Orange Township may have to cut its fire department significantly after the Nov. 6 failure of the department's operating levy.

Orange Township may have to cut its fire department significantly after the Nov. 6 failure of the department's operating levy.

The three-year, 7.8-mill fire levy lost by 6,913 votes, or 52 percent, to 6,440 votes, or 48 percent, according to final, unofficial results from the Delaware County Board of Elections.

The levy would have raised an estimated $7.93 million a year, costing homeowners around $240 annually per $100,000 in property value.

Township Trustee Debbie Taranto said she anticipates all the fire department's part-timers will be laid off, as well as half of the full-timers, and that Station 362 on South Old State Road will be closed. All operations will be run out of Station 361 on Gooding Boulevard, she said.

"I believe what we asked for is what it takes to run the fire department," Taranto said.

Trustee Rob Quigley said the vote puts the township in a "serious situation."

"I hate taxes but I look at safety as very important," he said, adding trustees will have to place another levy on the March ballot.

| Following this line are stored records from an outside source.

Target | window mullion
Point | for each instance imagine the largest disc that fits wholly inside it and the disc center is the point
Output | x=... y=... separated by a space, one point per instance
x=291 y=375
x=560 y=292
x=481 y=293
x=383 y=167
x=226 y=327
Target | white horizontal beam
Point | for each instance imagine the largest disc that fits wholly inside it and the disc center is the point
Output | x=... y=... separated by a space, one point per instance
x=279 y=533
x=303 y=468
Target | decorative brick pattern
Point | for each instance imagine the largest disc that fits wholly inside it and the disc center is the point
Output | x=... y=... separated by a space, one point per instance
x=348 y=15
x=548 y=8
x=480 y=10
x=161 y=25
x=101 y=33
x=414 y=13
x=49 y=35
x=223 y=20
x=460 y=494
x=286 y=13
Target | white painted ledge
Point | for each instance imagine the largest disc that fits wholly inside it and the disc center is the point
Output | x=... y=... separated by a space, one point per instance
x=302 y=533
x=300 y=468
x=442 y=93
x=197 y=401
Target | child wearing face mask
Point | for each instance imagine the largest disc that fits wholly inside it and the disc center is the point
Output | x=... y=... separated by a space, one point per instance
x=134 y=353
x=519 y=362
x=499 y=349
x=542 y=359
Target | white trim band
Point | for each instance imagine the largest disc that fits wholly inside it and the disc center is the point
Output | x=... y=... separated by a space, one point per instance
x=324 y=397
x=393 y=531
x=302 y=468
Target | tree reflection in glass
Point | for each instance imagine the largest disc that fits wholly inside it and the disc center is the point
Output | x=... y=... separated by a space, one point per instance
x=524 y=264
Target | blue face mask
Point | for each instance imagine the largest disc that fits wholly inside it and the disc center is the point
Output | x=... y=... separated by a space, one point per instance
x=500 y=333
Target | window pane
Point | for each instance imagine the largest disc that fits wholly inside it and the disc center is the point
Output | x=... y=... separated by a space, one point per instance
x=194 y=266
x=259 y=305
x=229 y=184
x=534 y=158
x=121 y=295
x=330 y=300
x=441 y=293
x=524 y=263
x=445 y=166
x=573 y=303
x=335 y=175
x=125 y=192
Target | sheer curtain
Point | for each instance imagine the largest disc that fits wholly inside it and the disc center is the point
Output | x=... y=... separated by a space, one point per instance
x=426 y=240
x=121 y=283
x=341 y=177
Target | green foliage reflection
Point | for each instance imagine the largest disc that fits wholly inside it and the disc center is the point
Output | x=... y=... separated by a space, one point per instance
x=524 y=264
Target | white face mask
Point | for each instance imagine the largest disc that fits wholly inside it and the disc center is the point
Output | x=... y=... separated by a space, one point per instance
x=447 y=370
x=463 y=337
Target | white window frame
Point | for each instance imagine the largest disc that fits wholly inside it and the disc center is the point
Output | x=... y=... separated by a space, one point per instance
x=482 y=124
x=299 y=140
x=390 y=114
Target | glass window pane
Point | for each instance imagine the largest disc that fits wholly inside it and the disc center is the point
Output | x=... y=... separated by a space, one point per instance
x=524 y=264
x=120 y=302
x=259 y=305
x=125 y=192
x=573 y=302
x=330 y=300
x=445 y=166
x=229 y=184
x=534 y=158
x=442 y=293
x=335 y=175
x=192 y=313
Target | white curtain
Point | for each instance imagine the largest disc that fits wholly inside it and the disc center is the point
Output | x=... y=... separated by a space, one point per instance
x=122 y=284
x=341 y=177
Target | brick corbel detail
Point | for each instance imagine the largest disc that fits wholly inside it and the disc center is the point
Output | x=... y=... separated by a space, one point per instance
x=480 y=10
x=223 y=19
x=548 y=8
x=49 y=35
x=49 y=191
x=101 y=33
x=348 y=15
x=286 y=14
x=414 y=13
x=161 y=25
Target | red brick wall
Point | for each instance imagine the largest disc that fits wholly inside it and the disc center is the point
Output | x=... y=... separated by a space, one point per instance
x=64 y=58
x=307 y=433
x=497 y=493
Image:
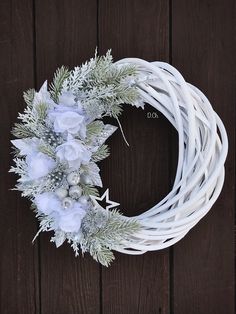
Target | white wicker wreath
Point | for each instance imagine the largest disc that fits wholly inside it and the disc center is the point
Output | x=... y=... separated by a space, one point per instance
x=61 y=138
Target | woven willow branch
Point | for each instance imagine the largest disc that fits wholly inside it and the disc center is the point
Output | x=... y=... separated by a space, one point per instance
x=203 y=147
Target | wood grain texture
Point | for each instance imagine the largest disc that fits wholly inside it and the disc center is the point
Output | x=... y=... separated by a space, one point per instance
x=137 y=176
x=18 y=261
x=66 y=34
x=204 y=51
x=196 y=275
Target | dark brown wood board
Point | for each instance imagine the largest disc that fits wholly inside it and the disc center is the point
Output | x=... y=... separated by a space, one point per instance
x=197 y=274
x=19 y=289
x=203 y=49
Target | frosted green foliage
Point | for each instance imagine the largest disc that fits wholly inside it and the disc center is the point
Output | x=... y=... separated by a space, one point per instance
x=103 y=231
x=102 y=86
x=101 y=153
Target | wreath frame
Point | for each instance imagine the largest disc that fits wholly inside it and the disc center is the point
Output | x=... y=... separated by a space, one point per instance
x=199 y=179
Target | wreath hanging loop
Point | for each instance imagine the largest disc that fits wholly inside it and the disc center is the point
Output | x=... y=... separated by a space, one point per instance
x=61 y=138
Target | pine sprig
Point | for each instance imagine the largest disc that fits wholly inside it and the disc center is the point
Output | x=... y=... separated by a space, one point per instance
x=59 y=78
x=21 y=131
x=104 y=231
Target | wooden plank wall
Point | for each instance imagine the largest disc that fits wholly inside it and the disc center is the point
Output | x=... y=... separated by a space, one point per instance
x=196 y=275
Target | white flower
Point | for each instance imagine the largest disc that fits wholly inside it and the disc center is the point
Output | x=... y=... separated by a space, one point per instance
x=70 y=219
x=74 y=152
x=39 y=165
x=47 y=203
x=26 y=146
x=67 y=220
x=66 y=119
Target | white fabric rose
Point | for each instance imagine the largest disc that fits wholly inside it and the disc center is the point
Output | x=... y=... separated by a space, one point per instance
x=68 y=119
x=67 y=220
x=47 y=203
x=39 y=165
x=73 y=152
x=26 y=146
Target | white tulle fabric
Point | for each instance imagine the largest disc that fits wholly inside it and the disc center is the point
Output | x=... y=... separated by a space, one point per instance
x=203 y=147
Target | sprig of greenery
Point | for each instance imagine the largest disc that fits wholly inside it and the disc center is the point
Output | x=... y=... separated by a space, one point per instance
x=105 y=230
x=101 y=153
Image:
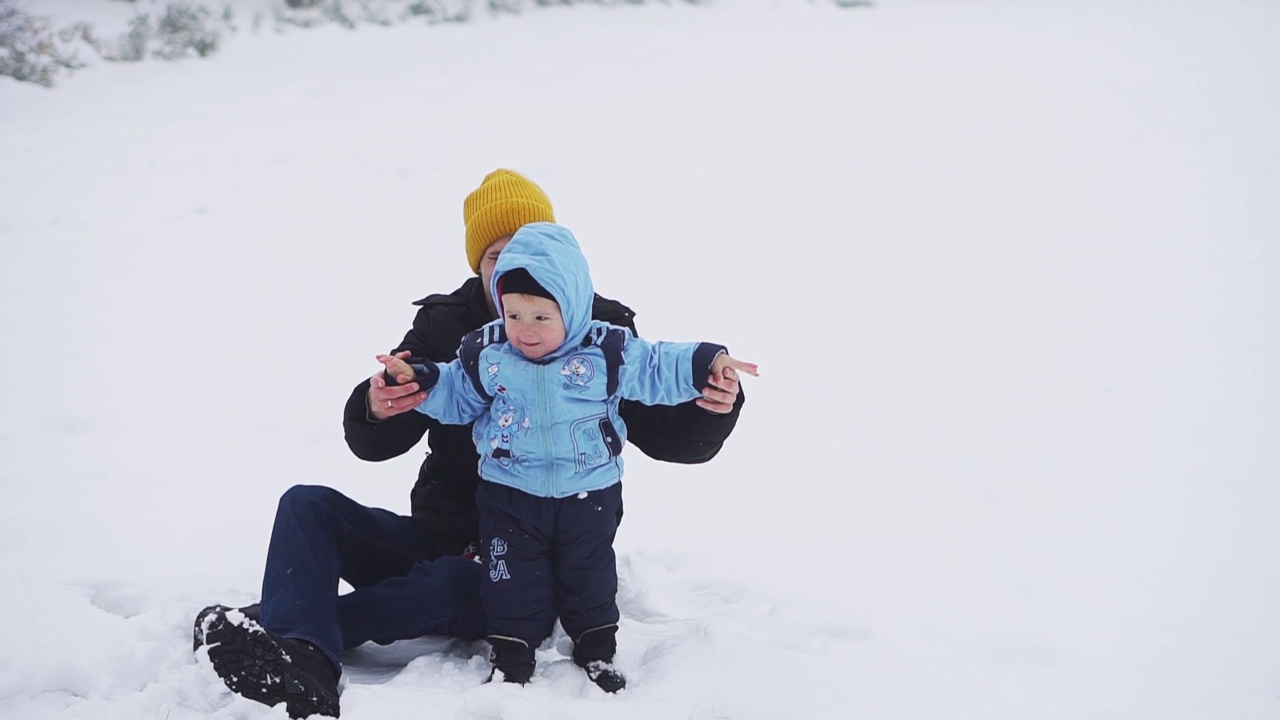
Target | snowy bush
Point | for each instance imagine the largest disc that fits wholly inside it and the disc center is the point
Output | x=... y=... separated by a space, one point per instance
x=30 y=49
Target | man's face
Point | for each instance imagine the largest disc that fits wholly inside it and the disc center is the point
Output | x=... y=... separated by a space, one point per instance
x=487 y=261
x=534 y=324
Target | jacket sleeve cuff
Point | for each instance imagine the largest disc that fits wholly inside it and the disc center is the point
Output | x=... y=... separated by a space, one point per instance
x=704 y=355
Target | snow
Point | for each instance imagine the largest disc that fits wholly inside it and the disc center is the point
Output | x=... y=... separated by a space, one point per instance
x=1009 y=269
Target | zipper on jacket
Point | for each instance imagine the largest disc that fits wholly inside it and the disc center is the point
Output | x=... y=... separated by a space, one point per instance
x=544 y=429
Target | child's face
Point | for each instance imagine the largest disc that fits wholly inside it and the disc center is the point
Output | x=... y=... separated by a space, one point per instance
x=534 y=324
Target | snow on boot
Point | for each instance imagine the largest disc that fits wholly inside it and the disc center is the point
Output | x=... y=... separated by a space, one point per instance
x=251 y=611
x=593 y=651
x=513 y=657
x=606 y=675
x=266 y=668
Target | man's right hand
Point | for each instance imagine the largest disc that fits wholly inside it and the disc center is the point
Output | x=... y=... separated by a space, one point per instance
x=385 y=401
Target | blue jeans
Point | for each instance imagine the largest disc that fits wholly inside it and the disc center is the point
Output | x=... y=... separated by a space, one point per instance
x=402 y=588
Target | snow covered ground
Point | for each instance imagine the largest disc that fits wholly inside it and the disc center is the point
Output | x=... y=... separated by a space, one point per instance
x=1010 y=270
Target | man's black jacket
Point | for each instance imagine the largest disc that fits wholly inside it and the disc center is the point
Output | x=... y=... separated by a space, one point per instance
x=443 y=500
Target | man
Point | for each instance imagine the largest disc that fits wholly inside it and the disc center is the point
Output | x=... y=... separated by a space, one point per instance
x=412 y=575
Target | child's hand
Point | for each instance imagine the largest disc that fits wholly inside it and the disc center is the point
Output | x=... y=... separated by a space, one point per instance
x=397 y=368
x=723 y=364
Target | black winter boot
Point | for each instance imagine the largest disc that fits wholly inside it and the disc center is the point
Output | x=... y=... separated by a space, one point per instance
x=513 y=657
x=593 y=651
x=263 y=666
x=251 y=611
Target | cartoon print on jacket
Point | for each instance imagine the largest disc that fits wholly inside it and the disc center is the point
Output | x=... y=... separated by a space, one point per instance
x=503 y=432
x=579 y=372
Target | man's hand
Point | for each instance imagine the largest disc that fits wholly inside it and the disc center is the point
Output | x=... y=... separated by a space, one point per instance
x=385 y=401
x=721 y=390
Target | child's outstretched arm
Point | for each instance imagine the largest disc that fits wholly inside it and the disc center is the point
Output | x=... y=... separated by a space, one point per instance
x=723 y=365
x=670 y=373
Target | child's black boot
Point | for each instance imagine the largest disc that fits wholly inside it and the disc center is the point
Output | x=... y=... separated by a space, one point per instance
x=513 y=657
x=593 y=651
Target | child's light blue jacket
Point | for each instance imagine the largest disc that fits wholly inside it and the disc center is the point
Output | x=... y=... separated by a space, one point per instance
x=551 y=428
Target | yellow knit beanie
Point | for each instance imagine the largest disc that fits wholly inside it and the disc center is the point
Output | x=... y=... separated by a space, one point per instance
x=504 y=203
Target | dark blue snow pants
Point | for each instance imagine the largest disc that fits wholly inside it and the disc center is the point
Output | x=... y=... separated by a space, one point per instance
x=402 y=588
x=548 y=557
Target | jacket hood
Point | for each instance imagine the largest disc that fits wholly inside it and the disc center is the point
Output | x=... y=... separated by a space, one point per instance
x=551 y=254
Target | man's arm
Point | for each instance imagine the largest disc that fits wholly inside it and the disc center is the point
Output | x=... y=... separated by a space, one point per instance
x=375 y=440
x=379 y=422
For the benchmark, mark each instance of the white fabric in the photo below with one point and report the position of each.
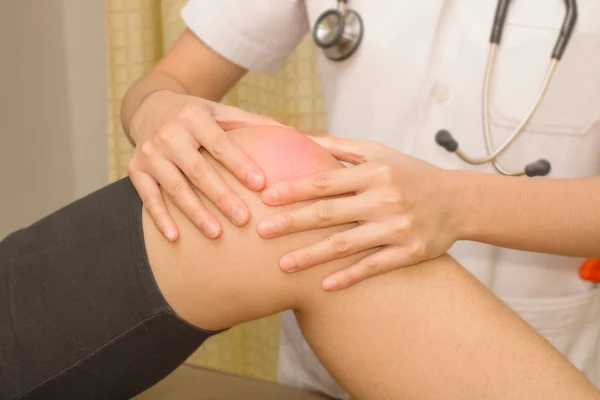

Taranto agreed that move will be necessary.

Trustee Lisa Knapp initially supported a 7.4-mill levy that would have raised about $7.5 million a year, while her fellow trustees supported the 7.8-mill levy.

Knapp later said although she did not support the larger levy, she does support the fire department and hoped voters would, too.

"It's obvious we need to discuss an appropriate levy amount that the voters will be comfortable with," she said.

Without a new levy, fire officials have estimated they have only $1.2 million to carry over into 2013. That carryover would allow the department to operate for three months.

After that, the department could not continue unless it found funding from another source, such as the township's general fund, or made significant cuts.

In 2012, the fire department expects to spend about $6.8 million on operating costs, mostly salaries and benefits, and set aside another $1 million for capital costs, such as fire trucks. However, fire officials have not made significant vehicle purchases in several years.

Full-time firefighters earn $63,000 a year after four years. The township also pays for their health insurance and their portion of their pension pickup.

Orange Township and the firefighters' union currently are in negotiations for a new, three-year contract. Under the last contract, firefighters received a total of 11 percent in raises over the life of the contract.

The department has 43 full-time and 17 part-time firefighters among a staff of about 67.